Interview artiste : Claire auteure de « Maman trans »

 

Bonjour Claire 

Pouvez vous vous présenter ?

Bonjour Florence, je suis Claire L., directrice artistique web Freelance, et j’ai repris le dessin (qui ne m’avait pas quitté) depuis janvier 2017 pour faire des illustrations et des bd. J’ai une fille de 10 ans, et je suis en couple avec une amoureuse merveilleuse.

Qu'est ce que « Maman trans » ?

Comment vous est venue l'idée de créer ce site magazine ?

Quel est son but ?

Maman trans est un bd blog, ou je partage des moments de vie dans notre cercle familial direct.
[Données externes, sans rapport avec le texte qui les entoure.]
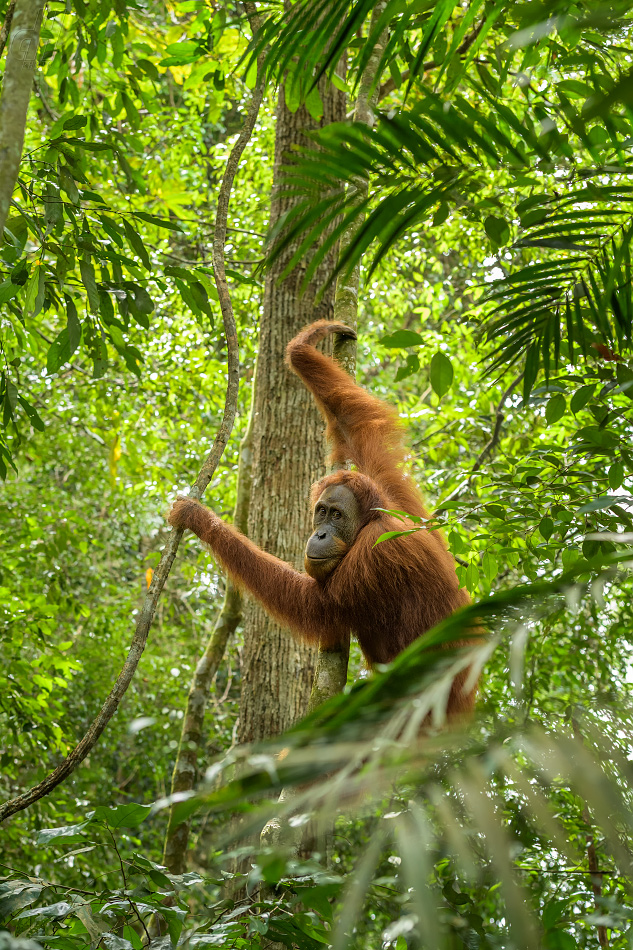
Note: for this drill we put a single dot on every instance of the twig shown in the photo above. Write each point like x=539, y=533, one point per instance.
x=6, y=26
x=205, y=475
x=186, y=766
x=15, y=95
x=487, y=449
x=390, y=84
x=592, y=858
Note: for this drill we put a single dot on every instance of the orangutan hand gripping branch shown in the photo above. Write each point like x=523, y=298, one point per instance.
x=387, y=595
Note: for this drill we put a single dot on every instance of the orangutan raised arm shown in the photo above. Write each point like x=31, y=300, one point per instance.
x=387, y=594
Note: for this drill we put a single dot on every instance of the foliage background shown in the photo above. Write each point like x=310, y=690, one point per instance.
x=501, y=230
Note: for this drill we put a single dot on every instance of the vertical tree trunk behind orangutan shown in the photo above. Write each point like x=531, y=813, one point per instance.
x=288, y=455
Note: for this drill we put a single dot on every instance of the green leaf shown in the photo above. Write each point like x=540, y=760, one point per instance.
x=616, y=474
x=496, y=229
x=32, y=414
x=393, y=534
x=581, y=397
x=555, y=409
x=122, y=816
x=159, y=222
x=442, y=213
x=136, y=243
x=8, y=290
x=87, y=271
x=17, y=894
x=441, y=374
x=75, y=122
x=401, y=339
x=490, y=566
x=532, y=361
x=35, y=292
x=412, y=366
x=598, y=504
x=46, y=836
A l’origine Je cherchais des ressources pour accompagner ma fille dans sa compréhension de ma transidentité. Ce que j’ai pu trouver était en anglais (au mieux) et la barrière de la langue rendait le matériel pédagogique inutilisable directement.

 

Ma compagne m’a encouragé à partager mes dessins  et avec son appui en feed-back sur les histoires, je me suis lancée, en juillet l’année dernière : le blog a un an.

Ce qui m’anime aussi c’est de montrer à quel point les relations entre les parents trans et leurs enfants peuvent être simples et saines.
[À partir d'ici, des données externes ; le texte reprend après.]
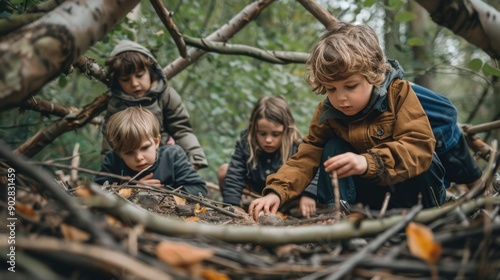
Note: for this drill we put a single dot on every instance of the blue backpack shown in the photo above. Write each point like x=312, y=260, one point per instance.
x=442, y=116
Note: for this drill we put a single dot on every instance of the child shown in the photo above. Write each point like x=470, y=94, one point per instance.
x=134, y=136
x=371, y=130
x=136, y=79
x=270, y=139
x=451, y=145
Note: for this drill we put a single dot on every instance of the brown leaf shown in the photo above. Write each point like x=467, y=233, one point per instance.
x=82, y=191
x=27, y=211
x=192, y=219
x=125, y=192
x=212, y=274
x=181, y=254
x=199, y=209
x=421, y=243
x=71, y=233
x=179, y=200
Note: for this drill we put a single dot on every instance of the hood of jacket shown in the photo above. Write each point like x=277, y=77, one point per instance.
x=157, y=86
x=378, y=99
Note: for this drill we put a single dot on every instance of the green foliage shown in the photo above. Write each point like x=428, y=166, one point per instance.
x=405, y=16
x=220, y=90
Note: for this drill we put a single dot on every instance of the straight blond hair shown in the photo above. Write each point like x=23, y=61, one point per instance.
x=275, y=109
x=127, y=129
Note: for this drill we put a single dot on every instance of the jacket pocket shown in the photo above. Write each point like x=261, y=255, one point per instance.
x=381, y=132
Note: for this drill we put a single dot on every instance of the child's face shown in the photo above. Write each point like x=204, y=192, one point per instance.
x=351, y=95
x=141, y=158
x=269, y=135
x=135, y=84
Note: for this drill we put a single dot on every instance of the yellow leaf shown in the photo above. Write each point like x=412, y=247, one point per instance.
x=212, y=274
x=179, y=200
x=83, y=191
x=181, y=254
x=125, y=192
x=192, y=219
x=27, y=211
x=421, y=243
x=199, y=209
x=71, y=233
x=282, y=215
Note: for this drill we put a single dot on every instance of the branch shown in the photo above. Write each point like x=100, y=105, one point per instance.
x=46, y=107
x=472, y=20
x=223, y=34
x=47, y=183
x=89, y=67
x=128, y=213
x=70, y=122
x=319, y=12
x=165, y=17
x=277, y=57
x=102, y=257
x=36, y=54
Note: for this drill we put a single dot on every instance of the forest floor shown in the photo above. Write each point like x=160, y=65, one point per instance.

Avec humour et tendresse je cherche à montrer des aspects de vie de famille, qui peut se compliquer vis à vis du monde extérieur quand on est trans.

 

Est ce vraiment actuellement encore un tabou les mamans trans ?  Si oui, vis à vis de qui ?

 Tout dépends de quel point de vue on se place. Aujourd’hui après toutes les démarches accomplies au niveau local, j’ai le sentiment d’être acceptée comme je suis tant au niveau de l’école de ma fille que de mon environnement social.

Ce point de vue est à la fois local et personnel. Et il s’est passé 5 ans avant d’en arriver là. C’est long 5 ans.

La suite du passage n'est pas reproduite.